Es zeigte sich, dass die vielen Rechtsquellen aus dem überstaatlichen Recht erheblich zur Rechtsunsicherheit beitragen. Eine abschließende Klärung der Rechtmäßigkeit und Anwendbarkeit des Leistungsausschlusses für Ausländer mit ausschließlichem Aufenthalt zur Arbeitsuche lässt sich nicht im einstweiligen Rechtsschutzverfahren herbeiführen (LSG Nordrhein-Westfalen, Beschluss v. 8.5.2014, L 19 AS 678/14 B ER). In diesem Sinne hat auch das Bay. LSG entschieden (Beschluss v. 27.5.2014, L 16 AS 344/14 B ER). Die Unanwendbarkeit des Abs. 1 Satz 2 Nr. 2 lasse sich im einstweiligen Rechtsschutzverfahren nicht feststellen. Kritischer Punkt ist weiterhin die Eigenschaft als Arbeitnehmer oder Selbstständiger (bzw. ein entsprechender nachwirkender Status), die sehr missbrauchsanfällig ist.

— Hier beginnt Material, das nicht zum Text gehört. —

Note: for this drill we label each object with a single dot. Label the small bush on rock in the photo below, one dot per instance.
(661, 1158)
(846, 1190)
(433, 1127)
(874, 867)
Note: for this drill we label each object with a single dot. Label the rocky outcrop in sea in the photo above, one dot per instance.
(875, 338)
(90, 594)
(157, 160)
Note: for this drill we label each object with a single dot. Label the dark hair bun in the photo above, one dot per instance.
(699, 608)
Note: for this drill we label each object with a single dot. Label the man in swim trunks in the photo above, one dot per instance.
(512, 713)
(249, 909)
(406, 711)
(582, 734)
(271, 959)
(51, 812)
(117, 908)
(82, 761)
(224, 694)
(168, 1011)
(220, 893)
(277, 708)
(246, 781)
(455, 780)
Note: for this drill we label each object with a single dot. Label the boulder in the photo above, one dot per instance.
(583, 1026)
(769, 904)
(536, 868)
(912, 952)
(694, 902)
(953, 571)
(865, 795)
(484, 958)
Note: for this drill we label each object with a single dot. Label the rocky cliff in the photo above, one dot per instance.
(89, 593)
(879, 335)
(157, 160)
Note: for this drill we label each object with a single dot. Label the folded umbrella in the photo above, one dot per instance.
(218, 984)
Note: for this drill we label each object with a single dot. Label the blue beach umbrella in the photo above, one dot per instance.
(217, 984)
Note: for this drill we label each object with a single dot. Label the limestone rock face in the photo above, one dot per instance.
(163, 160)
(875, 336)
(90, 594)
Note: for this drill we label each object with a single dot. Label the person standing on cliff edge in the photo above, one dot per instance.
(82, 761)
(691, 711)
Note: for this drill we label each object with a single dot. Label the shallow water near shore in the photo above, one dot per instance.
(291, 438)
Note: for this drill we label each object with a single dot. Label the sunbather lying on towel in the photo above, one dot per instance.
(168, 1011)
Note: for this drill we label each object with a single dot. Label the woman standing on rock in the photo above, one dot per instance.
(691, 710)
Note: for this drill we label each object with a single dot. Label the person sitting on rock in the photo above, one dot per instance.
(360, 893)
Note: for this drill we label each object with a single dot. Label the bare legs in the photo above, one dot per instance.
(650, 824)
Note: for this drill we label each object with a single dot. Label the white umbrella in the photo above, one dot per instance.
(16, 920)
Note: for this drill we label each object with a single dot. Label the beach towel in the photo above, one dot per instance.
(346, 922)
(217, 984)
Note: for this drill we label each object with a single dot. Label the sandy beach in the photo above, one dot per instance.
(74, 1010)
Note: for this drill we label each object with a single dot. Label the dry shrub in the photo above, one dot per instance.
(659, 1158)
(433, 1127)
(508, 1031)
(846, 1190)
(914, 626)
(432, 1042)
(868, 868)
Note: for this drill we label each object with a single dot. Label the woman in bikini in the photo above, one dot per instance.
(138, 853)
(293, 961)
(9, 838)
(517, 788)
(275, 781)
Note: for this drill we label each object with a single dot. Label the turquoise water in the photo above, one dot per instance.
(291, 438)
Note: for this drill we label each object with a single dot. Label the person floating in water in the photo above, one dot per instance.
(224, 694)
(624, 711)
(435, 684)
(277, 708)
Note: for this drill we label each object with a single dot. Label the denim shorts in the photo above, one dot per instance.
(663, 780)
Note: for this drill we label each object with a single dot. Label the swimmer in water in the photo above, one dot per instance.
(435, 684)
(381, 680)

Die Fassung des Abs. 1 Satz 2, die seit dem 29.12.2016 in Kraft ist, wird teilweise vor verfassungsrechtlichem Hintergrund infrage gestellt, weil sie Lücken bei der Existenzsicherung hinterlässt. Damit ist durch die gesetzliche Neuregelung allein weder Rechtsfrieden noch Rechtssicherheit hergestellt. Dies wurde durch die Rechtsprechung des EuGH v. 6.10.2020 zu Abs. 1 Satz 2 Nr. 2 Buchst. c a. F. bestätigt.

 

Rz. 112

Ist der Leistungsausschluss für Ausländer Gegenstand eines Verfahrens vor dem BVerfG oder dem EuGH, steht die Ablehnung eines Antrages auf Leistungen der Grundsicherung für Arbeitsuchende durch das Jobcenter der Geltendmachung eines Anspruchs auf vorläufige Leistungen nach § 328 SGB III dann nicht entgegen, wenn der Ablehnungsbescheid noch nicht bestandskräftig ist (LSG Nordrhein-Westfalen, Beschluss v. 13.2.2015, L 6 AS 127/15 B ER; a. A. LSG Berlin-Brandenburg, Beschluss v. 20.3.2014, L 29 AS 514/14). Im Falle der Hilfebedürftigkeit ist das Ermessen des Jobcenters demnach auf null reduziert, wenn die in Rede stehende Gültigkeit der Vorschrift sich auf eine Einschränkung oder den Ausschluss von Leistungen der Grundsicherung für Arbeitsuchende bezieht. Vorläufige Entscheidungen sind seit dem 1.8.2016 nach Maßgabe des § 41a zu treffen.

 

Rz. 113

Spätaussiedler sind keine Ausländer, sondern ab dem Zeitpunkt der Anerkennung ihrer Spätaussiedlereigenschaft deutsche Staatsangehörige (Art. 116 Abs. 1 GG).

 

Rz. 114 -124

(unbesetzt)

2.2.2.1 Leistungsausschluss nach Abs. 1 Satz 2 Nr. 1 (erste 3 Monate des Aufenthalts)

 

Rz. 125

Abs. 1 Satz 2 Nr. 1 beruht auf Art. 24 Abs. 2 der Richtlinie 2004/38/EG v. 29.4.2004, der es den Mitgliedstaaten der EU erlaubt, neu einreisende Ausländer für die ersten 3 Monate des Aufenthalts von Sozialleistungen auszuschließen. Unionsbürger genießen für diese Zeit ein Aufenthaltsrecht, ohne dass dafür Aufenthaltsvoraussetzungen zu erfüllen wären (vgl. § 2 Abs. 5 FreizügG/EU a. F.). Abs. 1 Satz 2 Nr. 1 schließt unterschiedslos alle Ausländer von Leistungen nach dem SGB II aus, unabhängig davon, ob es sich um Unionsbürger oder um Drittstaatsangehörige handelt (LSG Berlin-Brandenburg, Urteil v. 13.12.2022, L 3 AS 50/20). Die Vorschrift ist nicht einschränkend dahingehend auszulegen, dass Drittstaatsangehörige, die zu einem Familienangehörigen, der über eine unbefristete Niederlassungserlaubnis verfügt, nachziehen, vom 3-monatigen Leistungsausschluss ausgenommen sind. Dies gilt jedenfalls dann, wenn die Voraussetzungen zur Erteilung eines Aufenthaltstitels zum Familiennachzug nach § 29 AufenthG nicht vorgelegen haben und weder ein en...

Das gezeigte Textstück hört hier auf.